Then he remembers that receipt and pulls it out. I could see something was queer by the way he screwed up his mouth. He tosses the paper over to me. Say! do you know what them two ulsteret guys had done? They'd given Pinckney a bill of sale, makin' over all rights, privileges and good-will entire.
"You're it," says I.
"So it seems," says Pinckney. "But I hardly know whether I've got Rajah or Rajah's got me."
"If I owned something I didn't want," says I, "seems to me I'd sell it. There must be other come-ons."
"We will sell him," says Pinckney.
Well, we tried. For three or four days we didn't do anything else; and say, when I think of them days they seem like a mince-pie dream. We did our handsomest to make those Nutmeggers believe that they needed Rajah in their business, that he would be handy to have around the place. But they couldn't see it. We argued with about fifty horny-handed plow-pushers, showin' 'em how Rajah could pull more'n a string of oxen a block long, and could be let out for stump-digging in summer, or as a snow-plough in winter. We tried liverymen, storekeepers, summer cottagers; but the nearest we came to making a sale was to a brewer who'd just built a new house with red and yellow fancy woodwork all over the front of it. He thought Rajah might do for a lawn ornament and make himself useful as a fountain during dry spells, but when he noticed that Rajah didn't have any tusks he said it was all off. He knew where he could buy a whole cast-iron menagerie, with all the frills thrown in, at half the price.
And we wa'n't holding Rajah at any swell figure. He was on the bargain counter when the sale began. Every day was a fifty-per-cent. clearance with us. We were closing out our line of elephants on account of retiring from business, and Rajah was a remnant.
But they wouldn't buy. Generally they threatened to set the dogs on us. It was worse than trying to sell a cargo of fur overcoats in Panama. In time it began to leak through into our heads that Rajah wa'n't negotiable. Didn't seem to trouble him any. He was just as glad to be with us as at first, followed us around like a pet poodle, and got away with his bale of hay as regular as a Rialto hamfatter raidin' the free lunch.

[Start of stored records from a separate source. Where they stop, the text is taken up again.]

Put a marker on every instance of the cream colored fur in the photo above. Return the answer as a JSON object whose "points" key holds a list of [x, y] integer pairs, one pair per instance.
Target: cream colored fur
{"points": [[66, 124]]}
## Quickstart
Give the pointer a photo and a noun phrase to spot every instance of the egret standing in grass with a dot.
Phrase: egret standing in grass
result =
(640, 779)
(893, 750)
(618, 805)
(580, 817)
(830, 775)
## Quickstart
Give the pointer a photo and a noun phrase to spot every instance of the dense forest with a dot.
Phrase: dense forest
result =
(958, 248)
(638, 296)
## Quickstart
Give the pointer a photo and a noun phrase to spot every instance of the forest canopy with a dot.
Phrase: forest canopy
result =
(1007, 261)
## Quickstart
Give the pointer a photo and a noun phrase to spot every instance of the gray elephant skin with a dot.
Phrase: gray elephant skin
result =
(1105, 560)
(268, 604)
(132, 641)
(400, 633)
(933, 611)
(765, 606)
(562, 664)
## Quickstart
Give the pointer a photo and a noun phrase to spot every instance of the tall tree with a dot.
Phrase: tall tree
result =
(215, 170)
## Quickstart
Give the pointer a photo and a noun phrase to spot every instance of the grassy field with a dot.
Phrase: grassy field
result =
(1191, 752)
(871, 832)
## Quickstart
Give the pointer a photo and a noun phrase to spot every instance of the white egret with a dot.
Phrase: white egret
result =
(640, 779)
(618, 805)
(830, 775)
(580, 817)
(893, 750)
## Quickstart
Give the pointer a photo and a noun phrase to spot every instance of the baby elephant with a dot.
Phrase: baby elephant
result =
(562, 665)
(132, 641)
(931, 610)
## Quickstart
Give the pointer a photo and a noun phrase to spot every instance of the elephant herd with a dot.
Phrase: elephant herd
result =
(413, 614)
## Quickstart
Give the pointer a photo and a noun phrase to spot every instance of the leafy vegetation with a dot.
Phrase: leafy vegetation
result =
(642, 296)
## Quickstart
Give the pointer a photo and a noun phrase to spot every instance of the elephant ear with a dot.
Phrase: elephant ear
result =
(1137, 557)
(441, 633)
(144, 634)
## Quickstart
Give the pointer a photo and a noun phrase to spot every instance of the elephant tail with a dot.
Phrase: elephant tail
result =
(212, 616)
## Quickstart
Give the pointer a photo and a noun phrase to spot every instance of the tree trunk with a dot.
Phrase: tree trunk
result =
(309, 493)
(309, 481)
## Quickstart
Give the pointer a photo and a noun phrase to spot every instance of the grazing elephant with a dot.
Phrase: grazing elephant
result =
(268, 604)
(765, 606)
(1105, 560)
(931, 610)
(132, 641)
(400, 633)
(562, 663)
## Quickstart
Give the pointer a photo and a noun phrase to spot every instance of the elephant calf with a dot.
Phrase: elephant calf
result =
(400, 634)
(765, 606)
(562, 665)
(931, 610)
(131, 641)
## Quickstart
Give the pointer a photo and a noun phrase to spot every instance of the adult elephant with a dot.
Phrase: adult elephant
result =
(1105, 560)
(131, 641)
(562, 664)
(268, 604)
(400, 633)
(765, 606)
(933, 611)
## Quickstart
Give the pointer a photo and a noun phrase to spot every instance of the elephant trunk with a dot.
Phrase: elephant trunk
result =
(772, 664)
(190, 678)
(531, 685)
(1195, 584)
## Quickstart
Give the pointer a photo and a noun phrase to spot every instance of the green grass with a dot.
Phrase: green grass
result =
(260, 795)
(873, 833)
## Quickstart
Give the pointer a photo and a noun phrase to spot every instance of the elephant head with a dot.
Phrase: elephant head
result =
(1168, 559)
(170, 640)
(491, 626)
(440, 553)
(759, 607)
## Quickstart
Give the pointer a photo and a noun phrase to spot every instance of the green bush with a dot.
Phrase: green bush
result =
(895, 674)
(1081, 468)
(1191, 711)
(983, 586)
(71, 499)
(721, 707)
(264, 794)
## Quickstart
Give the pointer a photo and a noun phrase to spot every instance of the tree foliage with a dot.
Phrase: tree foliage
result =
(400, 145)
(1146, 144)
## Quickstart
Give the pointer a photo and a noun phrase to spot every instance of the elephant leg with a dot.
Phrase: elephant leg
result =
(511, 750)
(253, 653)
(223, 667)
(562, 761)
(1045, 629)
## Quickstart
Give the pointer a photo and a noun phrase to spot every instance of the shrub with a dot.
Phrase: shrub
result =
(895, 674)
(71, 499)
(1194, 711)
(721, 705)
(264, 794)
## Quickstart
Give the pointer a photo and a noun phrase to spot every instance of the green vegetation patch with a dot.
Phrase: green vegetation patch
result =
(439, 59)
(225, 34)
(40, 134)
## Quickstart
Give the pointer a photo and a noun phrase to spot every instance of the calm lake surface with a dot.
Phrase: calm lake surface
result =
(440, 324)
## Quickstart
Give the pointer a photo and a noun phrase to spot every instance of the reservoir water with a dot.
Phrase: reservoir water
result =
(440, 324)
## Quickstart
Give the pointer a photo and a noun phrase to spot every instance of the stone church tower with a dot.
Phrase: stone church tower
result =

"Is it a life sentence, Pinckney?" says I. "Is this twin foster-brother act to a mislaid elephant to be a continuous performance? If it is we'd better hit the circuit regular and draw our dough on salary day. For me, I'm sick of havin' folks act like we was a quarantine station. Let's anchor Rajah to something solid and skiddoo."
But Pinckney couldn't stand it to think of Rajah being left to suffer. He was gettin' kind of sore on the business, just the same. Then he plucks a thought. We wires to a friend of his in Newport to run down to the big circus headquarters and jolly them into sending an elephant-trainer up to us.